The Bhojpuri musical tradition he knew, rich with poetry, longing, and historical memory, was being drowned out by a louder, coarser version of itself. He wanted to offer something different, but he did not yet have the tools to do so.
So at 15, he began teaching himself music production through YouTube, spending hours daily learning what no one around him was equipped to teach. At 18, he started freelancing, making music through the day and writing songs through the night.
The song that changed everything
The turning point came when Utpal encountered Kachaudi Gali. It is the name of a real narrow lane, a landmark in the historic city of Banaras, and the folk song that takes its name from that lane carries the kind of emotional weight that stops people mid-listen.

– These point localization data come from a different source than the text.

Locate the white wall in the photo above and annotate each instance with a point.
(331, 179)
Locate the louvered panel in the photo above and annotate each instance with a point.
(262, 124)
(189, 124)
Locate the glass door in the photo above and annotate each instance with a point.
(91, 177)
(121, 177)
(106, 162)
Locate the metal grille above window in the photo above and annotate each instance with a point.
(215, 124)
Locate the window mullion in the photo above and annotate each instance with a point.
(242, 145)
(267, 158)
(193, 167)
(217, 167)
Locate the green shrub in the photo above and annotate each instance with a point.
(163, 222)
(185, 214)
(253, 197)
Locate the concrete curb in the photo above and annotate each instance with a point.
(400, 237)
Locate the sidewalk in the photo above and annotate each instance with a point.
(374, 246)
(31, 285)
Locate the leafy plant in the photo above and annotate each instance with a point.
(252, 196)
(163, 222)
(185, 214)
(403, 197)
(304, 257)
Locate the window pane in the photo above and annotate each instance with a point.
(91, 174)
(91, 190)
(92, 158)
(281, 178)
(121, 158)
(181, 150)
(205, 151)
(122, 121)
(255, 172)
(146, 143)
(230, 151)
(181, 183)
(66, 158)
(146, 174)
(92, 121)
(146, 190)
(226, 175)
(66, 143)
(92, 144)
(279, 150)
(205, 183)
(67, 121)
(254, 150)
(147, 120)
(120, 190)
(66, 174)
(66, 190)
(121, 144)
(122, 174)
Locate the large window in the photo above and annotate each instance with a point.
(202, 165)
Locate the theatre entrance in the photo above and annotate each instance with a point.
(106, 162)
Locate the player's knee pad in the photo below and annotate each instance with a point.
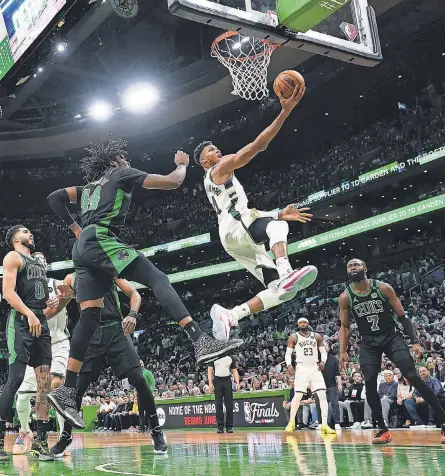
(269, 298)
(89, 320)
(136, 378)
(23, 402)
(56, 381)
(408, 370)
(322, 395)
(277, 232)
(16, 376)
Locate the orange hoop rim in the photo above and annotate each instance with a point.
(229, 34)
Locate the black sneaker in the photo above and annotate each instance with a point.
(63, 399)
(3, 455)
(40, 448)
(207, 349)
(159, 440)
(61, 445)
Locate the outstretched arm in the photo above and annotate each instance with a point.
(59, 200)
(235, 161)
(322, 351)
(172, 180)
(409, 329)
(344, 332)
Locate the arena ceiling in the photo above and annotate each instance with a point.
(105, 52)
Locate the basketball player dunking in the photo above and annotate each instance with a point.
(307, 346)
(374, 304)
(99, 257)
(243, 231)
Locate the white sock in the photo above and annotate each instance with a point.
(239, 312)
(61, 422)
(283, 266)
(23, 407)
(295, 402)
(323, 403)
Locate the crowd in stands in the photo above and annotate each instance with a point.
(402, 137)
(261, 366)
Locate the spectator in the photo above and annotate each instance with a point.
(416, 406)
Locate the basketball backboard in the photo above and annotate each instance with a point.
(348, 34)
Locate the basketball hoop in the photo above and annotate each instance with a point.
(247, 59)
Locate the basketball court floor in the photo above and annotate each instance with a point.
(247, 453)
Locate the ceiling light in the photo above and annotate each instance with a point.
(140, 97)
(101, 111)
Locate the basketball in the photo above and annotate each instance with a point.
(286, 82)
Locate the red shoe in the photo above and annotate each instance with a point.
(382, 437)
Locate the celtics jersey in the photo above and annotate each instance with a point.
(32, 283)
(371, 311)
(106, 201)
(228, 200)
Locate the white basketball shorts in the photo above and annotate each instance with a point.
(308, 376)
(238, 243)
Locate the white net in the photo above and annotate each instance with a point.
(247, 59)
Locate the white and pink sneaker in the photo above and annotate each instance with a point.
(222, 322)
(296, 281)
(22, 443)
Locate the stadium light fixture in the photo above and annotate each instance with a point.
(140, 97)
(101, 111)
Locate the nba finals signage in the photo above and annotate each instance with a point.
(248, 412)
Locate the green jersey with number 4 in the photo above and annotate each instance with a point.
(106, 201)
(371, 311)
(32, 283)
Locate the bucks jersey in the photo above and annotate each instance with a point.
(106, 201)
(32, 283)
(228, 200)
(371, 311)
(57, 324)
(306, 349)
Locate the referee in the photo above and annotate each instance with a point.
(219, 376)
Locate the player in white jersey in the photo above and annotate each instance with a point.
(60, 349)
(307, 346)
(244, 231)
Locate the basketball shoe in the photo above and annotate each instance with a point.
(23, 443)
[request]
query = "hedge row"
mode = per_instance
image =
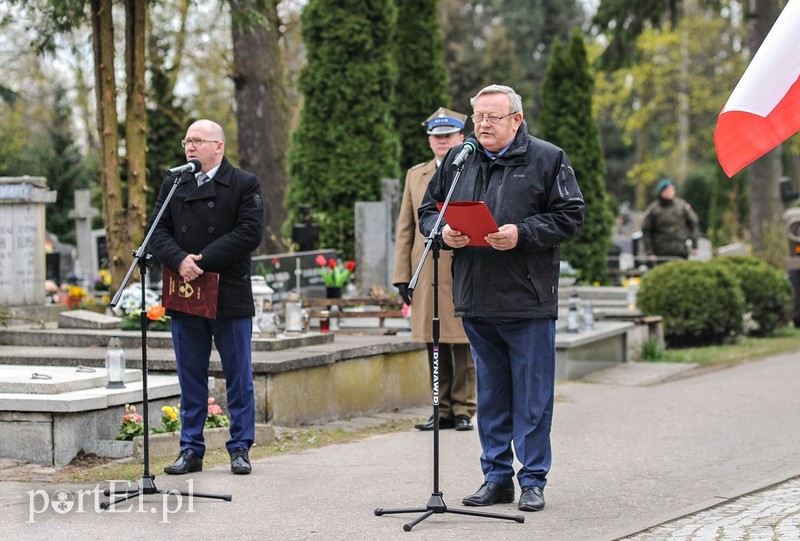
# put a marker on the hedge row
(713, 302)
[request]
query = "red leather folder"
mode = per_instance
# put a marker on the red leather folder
(198, 297)
(472, 218)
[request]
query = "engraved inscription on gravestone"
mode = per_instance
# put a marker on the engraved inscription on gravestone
(22, 262)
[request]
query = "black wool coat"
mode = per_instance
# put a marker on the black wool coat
(222, 220)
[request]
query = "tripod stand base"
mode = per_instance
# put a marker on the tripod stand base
(147, 486)
(436, 506)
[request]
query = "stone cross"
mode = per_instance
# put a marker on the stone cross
(83, 215)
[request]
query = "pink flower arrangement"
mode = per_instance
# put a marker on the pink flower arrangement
(132, 424)
(215, 416)
(334, 273)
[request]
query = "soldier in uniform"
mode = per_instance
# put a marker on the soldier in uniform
(457, 400)
(669, 222)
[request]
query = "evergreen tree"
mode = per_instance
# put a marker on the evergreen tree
(167, 120)
(65, 170)
(345, 140)
(421, 76)
(567, 121)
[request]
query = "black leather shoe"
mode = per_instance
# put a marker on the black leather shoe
(531, 499)
(188, 461)
(240, 461)
(463, 423)
(490, 494)
(428, 425)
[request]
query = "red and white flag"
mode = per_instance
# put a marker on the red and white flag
(764, 108)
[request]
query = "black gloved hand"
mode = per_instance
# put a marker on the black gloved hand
(402, 287)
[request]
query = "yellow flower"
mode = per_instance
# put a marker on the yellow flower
(170, 412)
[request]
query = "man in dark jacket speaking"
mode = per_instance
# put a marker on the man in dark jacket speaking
(507, 292)
(213, 222)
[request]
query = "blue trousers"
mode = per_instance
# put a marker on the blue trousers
(191, 338)
(515, 366)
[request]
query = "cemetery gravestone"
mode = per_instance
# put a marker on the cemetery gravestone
(22, 234)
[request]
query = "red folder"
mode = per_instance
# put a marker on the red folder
(472, 218)
(198, 297)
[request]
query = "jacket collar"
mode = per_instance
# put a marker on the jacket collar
(189, 189)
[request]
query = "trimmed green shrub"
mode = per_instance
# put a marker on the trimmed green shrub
(701, 304)
(768, 294)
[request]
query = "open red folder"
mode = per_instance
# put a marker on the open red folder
(472, 218)
(198, 297)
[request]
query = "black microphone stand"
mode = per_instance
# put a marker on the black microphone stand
(147, 483)
(436, 503)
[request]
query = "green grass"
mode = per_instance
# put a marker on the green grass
(745, 349)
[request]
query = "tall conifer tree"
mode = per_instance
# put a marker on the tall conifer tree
(345, 140)
(566, 120)
(421, 76)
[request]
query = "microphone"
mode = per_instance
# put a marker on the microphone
(192, 167)
(470, 145)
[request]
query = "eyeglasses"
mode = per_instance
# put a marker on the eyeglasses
(477, 118)
(196, 141)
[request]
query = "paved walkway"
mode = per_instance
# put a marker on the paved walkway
(680, 459)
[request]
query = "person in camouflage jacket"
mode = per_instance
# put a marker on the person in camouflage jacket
(669, 222)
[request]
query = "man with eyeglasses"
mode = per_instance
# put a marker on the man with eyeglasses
(213, 223)
(507, 293)
(456, 367)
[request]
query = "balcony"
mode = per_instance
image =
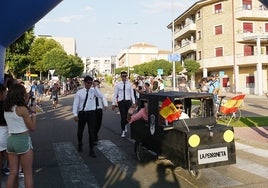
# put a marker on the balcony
(178, 34)
(249, 60)
(186, 48)
(255, 14)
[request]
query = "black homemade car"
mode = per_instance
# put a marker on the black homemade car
(194, 143)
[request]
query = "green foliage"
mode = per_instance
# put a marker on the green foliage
(109, 79)
(17, 55)
(76, 68)
(38, 50)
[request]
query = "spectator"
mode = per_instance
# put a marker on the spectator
(3, 129)
(183, 86)
(20, 120)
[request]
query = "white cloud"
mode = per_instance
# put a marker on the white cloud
(88, 8)
(65, 19)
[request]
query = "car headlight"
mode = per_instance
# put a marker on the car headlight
(194, 140)
(228, 136)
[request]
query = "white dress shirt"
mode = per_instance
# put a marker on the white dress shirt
(102, 102)
(119, 92)
(91, 101)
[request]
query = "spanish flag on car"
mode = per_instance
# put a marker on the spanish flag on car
(232, 104)
(169, 111)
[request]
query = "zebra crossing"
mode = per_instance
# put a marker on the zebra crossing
(75, 172)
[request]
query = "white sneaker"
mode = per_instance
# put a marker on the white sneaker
(126, 128)
(123, 134)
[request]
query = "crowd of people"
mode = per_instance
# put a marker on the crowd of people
(18, 101)
(17, 119)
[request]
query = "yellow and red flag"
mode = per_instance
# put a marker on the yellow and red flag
(169, 111)
(232, 104)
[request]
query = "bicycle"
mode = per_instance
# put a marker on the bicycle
(225, 110)
(230, 109)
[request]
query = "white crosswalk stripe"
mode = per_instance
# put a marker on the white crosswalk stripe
(75, 172)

Before Coke Studio Bharat came calling, Utpal Udit was just a teenager spending hours on YouTube learning music production because nobody around him could teach it.
Utpal, by his own account, cried while reading its lyrics for the first time. He recorded a cover and put it online. That upload found its way to producer Khwaab, who brought him to Mumbai.
What followed was the collaboration that produced the Coke Studio Bharat version most people have now heard. Utpal Udit brings a grounded folk sensibility to the production, holding the song’s texture without softening its edges, while Khwaab weaves through the track as a thread of tension, letting the grief simply exist.
The song’s arrangement is deliberate in its restraint. Utpal has spoken about the production choices with unusual clarity: “The interesting part was building the world of the song through sound. A lot of the production came from small details: the pauses, the restraint, the roughness in certain places. For me, it was important that the song stayed honest.”
Rekha Bhardwaj and the weight of a shared stage
The third voice on the track belongs to Rekha Bhardwaj, a National Award-winning singer whose career spans decades of Bollywood and independent music, and who has long worked at the intersection of folk, Sufi, and classical traditions.
Rekha Bhardwaj anchors the track with an emotional authority that feels entirely earned, her voice carrying the weight of longing and defiance in equal measure.
For Utpal, sharing a stage with her is not a small thing. For Rekha, the material itself was the draw: “Kachaudi Gali sits in a very specific emotional space. It’s not about the war, it’s about what the war takes from you.”
Bhojpuri music has always held stories of migration, longing, and separation. Utpal Udit is making younger audiences hear those stories again.
Bhojpuri folk music originates from the musical traditions of people from Bihar and Uttar Pradesh, with a diaspora that stretches as far as Mauritius, the Caribbean, and South Africa — carried across oceans by indentured labourers who took their language and songs with them.
That is the tradition Utpal Udit is working within and working to restore. Not as nostalgia, but as an argument about what Bhojpuri music actually is and what it has always been capable of saying.
What this moment means
Udit retains the rawness and earthy simplicity of Bhojpuri folk traditions so beautifully that the song feels less like a studio recording and more like an echo from the old streets of Banaras itself.
That quality is what makes Kachaudi Gali land the way it does. It is the sound of a young man from Bihar insisting that there is more to his musical inheritance than the version people had decided to accept.
Utpal Udit and producer Khwaab are not simply making music. They are making a case, one carefully arranged track at a time, that the Bhojpuri folk tradition has stories worth telling, a texture worth preserving, and an audience ready to listen, if someone is willing to trust that audience enough to offer them the real thing.